14 – Direito Penal – Ney Moura Teles “O juiz pode deixar de aplicar a pena: I – quando o ofendido, de forma reprovável, provocou diretamente a injúria; II – no caso de retorsão imediata, que consista em outra injúria.” Tratando-se de injúria recíproca ou de reação a comportamento reprovável da vítima, a resposta penal torna-se desnecessária. Não é justa, mas a pena seria um exagero, pelo que a lei manda o juiz perdoar o agente, vale dizer, isentá-lo da pena criminal. Outra situação em que o juiz pode perdoar o agente, isentando-o de pena, por desnecessidade da reprovação, é a preconizada no parágrafo único do art. 176, que assim tipifica: “Tomar refeição em restaurante, alojar-se em hotel ou utilizar-se de meio de transporte sem dispor de recursos para efetuar o pagamento.” Permite a norma que o juiz, conforme as circunstâncias, deixe de aplicar a pena.

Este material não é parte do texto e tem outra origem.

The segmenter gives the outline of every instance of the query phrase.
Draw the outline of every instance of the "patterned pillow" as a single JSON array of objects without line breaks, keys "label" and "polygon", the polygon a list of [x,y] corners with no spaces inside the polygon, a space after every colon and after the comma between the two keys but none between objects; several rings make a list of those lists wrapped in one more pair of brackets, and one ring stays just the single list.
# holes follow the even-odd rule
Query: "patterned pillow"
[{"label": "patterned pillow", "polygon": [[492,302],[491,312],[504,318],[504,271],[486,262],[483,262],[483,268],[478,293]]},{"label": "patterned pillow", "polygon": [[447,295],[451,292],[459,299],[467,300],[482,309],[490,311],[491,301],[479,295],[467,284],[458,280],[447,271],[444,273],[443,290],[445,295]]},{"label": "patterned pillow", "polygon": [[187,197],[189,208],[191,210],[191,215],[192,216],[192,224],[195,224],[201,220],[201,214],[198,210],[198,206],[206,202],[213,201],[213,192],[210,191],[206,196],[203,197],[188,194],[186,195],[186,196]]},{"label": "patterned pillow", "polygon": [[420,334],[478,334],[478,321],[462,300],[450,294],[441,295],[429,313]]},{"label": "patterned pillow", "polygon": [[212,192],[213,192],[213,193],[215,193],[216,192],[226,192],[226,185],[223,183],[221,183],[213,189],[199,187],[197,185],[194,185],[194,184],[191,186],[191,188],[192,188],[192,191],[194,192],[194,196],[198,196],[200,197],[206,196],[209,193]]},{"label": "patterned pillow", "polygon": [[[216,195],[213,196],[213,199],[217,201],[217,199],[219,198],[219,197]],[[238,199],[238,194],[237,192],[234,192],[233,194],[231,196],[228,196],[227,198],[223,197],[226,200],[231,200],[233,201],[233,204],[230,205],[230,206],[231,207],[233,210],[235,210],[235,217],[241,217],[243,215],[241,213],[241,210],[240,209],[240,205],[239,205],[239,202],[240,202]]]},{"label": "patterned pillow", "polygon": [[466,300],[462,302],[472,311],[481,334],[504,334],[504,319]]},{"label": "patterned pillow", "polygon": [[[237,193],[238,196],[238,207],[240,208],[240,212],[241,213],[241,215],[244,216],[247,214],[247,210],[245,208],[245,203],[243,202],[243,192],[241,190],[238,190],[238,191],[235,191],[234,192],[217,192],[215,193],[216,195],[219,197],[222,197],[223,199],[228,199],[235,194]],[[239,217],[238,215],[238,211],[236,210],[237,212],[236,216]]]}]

É certo que deverá levar em conta condições particulares do agente, sua situação pessoal, dificuldades que atravessava, para, apesar de condená-lo, isentá-lo da pena, aplicandolhe o perdão judicial. O perdão judicial é concedido apenas na hipótese de o juiz condenar o réu, e, verificando seus pressupostos, deixar de aplicar-lhe a pena. Poderá a sentença ser executada no juízo cível, pois reconhece a prática de um fato típico, ilícito e culpável, um crime. Apenas o Estado não aplicará a pena, renunciando a seu direito de punir. Fica, todavia, excluído o efeito penal de gerar a reincidência, como determina o art. 120 do Código Penal: “A sentença que conceder perdão judicial não será considerada para efeitos de reincidência.”